Le 14 juillet, commémoration non seulement de la chute de la Bastille du 14 juillet 1789, mais surtout de la fête de la Fédération du 14 juillet 1790, célèbre l’unité nationale. Elle se veut le symbole de l’union fraternelle de toutes les parties de la France et de tous les citoyens français (Rapport de séance du Sénat du 29 juin 1880).

Traditionnellement, bals, fêtes populaires et feux d’artifices animent cette journée. En 1915, tandis que l’ensemble du pays mobilise ses moyens humains, matériels et financiers dans l’effort de guerre, il serait malvenu de dilapider pour l’organisation de manifestations festives des ressources utiles par ailleurs, comme en témoignent les propos adressés par le préfet du Pas-de-Calais, Édouard-Léon Briens, aux maires du département.

Boulogne-sur-Mer, le 5 juillet 1915,

À Messieurs les maires du département,

La France célébrera, le 14 juillet, sa Fête nationale.
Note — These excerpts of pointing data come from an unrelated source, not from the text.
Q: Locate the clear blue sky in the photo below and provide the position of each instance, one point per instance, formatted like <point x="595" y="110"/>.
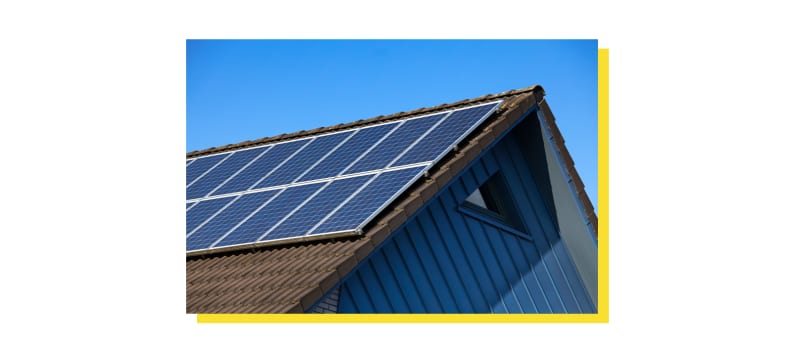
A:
<point x="244" y="89"/>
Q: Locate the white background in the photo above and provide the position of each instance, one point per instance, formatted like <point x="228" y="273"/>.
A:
<point x="92" y="101"/>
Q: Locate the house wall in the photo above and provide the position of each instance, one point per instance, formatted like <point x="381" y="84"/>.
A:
<point x="445" y="261"/>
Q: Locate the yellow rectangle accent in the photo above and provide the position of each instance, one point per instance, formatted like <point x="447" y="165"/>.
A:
<point x="602" y="258"/>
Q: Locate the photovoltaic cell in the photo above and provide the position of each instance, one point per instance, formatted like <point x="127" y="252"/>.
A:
<point x="298" y="164"/>
<point x="260" y="167"/>
<point x="268" y="216"/>
<point x="201" y="165"/>
<point x="203" y="210"/>
<point x="444" y="135"/>
<point x="289" y="210"/>
<point x="221" y="172"/>
<point x="395" y="144"/>
<point x="352" y="149"/>
<point x="224" y="221"/>
<point x="321" y="205"/>
<point x="368" y="200"/>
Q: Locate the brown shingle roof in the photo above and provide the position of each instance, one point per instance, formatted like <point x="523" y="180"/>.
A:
<point x="292" y="277"/>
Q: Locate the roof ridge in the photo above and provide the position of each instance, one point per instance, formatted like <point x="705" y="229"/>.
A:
<point x="537" y="89"/>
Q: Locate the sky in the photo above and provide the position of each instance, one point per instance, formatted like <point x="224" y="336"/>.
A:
<point x="239" y="90"/>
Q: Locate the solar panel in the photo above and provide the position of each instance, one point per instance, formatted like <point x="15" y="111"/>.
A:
<point x="355" y="212"/>
<point x="339" y="159"/>
<point x="210" y="231"/>
<point x="231" y="165"/>
<point x="405" y="135"/>
<point x="262" y="167"/>
<point x="303" y="161"/>
<point x="200" y="166"/>
<point x="333" y="183"/>
<point x="203" y="210"/>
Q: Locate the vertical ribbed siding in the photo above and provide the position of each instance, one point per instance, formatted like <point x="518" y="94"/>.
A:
<point x="443" y="261"/>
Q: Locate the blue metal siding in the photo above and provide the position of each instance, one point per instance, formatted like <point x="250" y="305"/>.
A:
<point x="443" y="261"/>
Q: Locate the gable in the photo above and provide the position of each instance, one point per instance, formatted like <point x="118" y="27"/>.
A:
<point x="294" y="276"/>
<point x="447" y="259"/>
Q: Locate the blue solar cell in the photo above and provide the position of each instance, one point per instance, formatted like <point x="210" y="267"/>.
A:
<point x="263" y="220"/>
<point x="222" y="171"/>
<point x="203" y="210"/>
<point x="201" y="165"/>
<point x="320" y="206"/>
<point x="300" y="163"/>
<point x="227" y="219"/>
<point x="367" y="201"/>
<point x="260" y="167"/>
<point x="395" y="144"/>
<point x="352" y="149"/>
<point x="444" y="135"/>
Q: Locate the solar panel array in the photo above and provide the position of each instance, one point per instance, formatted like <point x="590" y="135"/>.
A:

Comme les années précédentes, les communes du Pas-de-Calais tiendront à manifester leur attachement à la République en participant à cette fête et en lui donnant tout l’éclat qu’elle comporte.

Toutefois, elle ne saurait avoir dans les circonstances présentes qu’un caractère exclusivement patriotique et commémoratif ; les monuments publics seront donc pavoisés comme d’usage et les distributions de bienfaisance qui sont de tradition seront maintenues ; mais par contre, devront être supprimées toutes manifestations présentant un caractère de réjouissances publiques : banquets, bals, illuminations, feux d’artifices, etc., et les sommes votées à cet effet devront être versées à des œuvres de guerre.

 Le préfet,
 L. Briens

Recueil des actes de la préfecture du Pas-de-Calais, tome LXXXXVIII, 5 juillet 1915. Archives départementales du Pas-de-Calais, 3 K 69.

Dans le même temps, célébrer le 14 juillet est l’occasion de renforcer et de manifester l’union patriotique de la Nation, a fortiori en temps de guerre. Les cérémonies organisées en ce jour à Boulogne-sur-Mer, telles que rapportées par l’article qui suit, rendent bien compte de cette double préoccupation, de célébrer la fête nationale tout en évitant des réjouissances qui ne sauraient être de mise.

Le 14 juillet de la Guerre : une émouvante cérémonie au cimetière de l’Est

Voilà, certes, un Quatorze Juillet qui marquera dans les annales boulonnaises.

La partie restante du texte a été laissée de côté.